A Place for Strangers and Beggars: This is sci-fi writer Jim Van Pelt’s LiveJournal, and he blogs about anything and everything going on in his life: teaching, parenting, jogging, reading, writing, and more. But the specific entry I’ve linked to is a “table of contents” of his fiction-writing posts in particular. Jim is a geat short story writer, and reading through his posts on craft are an excellent Short Fiction 101 course, and again, all free!
And finally, the best site I’ve found on online networking—blogging, twitter, and so on—with occasional great posts on writing as well:
Kristen Lamb’s Blog: Kristen has a ton of commonsense insights (that are only common sense after she’s pointed them out) on the right way to blog, how to use Twitter effectively, how not to be a noisy, oily online jerk, etc. Little things like how to expand your audience by using hashtags on your tweets, and how to not clog up the stream when you retweet, by removing hashtags from your retweets. Man, I wish everybody on Twitter knew that.
There are a lot more excellent writing sites out there, but these are my favorites. I’ll probably post at another occasion about other blogs that ought to be in your feed reader—You do use a feed reader, right??—but at nearly a thousand words, this post has probably gone on long enough.
P.S.: I’ve pointed out that reading these sites is indeed free, but if you find value in them, you can pay it back in various ways.
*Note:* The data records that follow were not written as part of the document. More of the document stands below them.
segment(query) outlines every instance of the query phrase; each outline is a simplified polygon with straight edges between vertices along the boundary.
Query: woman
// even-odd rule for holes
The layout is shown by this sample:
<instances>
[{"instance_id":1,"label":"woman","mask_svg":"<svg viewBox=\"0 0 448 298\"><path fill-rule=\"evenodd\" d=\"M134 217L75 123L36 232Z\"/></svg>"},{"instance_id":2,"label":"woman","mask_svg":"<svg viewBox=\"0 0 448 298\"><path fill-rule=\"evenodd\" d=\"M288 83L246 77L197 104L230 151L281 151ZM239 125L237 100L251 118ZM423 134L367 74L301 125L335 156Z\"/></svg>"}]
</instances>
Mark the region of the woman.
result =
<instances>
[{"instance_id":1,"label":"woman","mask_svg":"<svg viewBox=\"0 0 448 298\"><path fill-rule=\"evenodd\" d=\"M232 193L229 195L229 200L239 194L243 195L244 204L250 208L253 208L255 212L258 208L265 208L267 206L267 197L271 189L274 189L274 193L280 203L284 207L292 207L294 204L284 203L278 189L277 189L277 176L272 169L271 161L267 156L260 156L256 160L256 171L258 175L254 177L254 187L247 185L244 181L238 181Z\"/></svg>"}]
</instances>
QueryTracker has a paid level which provides more exhaustive analysis features. I didn’t find them necessary, but if I ever found myself querying again I might join up just as a way to repay their awesome free service. Duotrope accepts donations. Janice Hardy and Jim Van Pelt are both great writers, and you can repay their generosity, if you find it worthwhile, by buying their books. Kristin Lamb also has several books out there which you can track down to have many of her best insights collected in one place. As I mentioned in this post, when you run across something worthwhile online, you really should try to reward the creator. Unlike the big fat books in the bookstore, though, these sources are all nice enough to let you try the goods out first and see if you like them.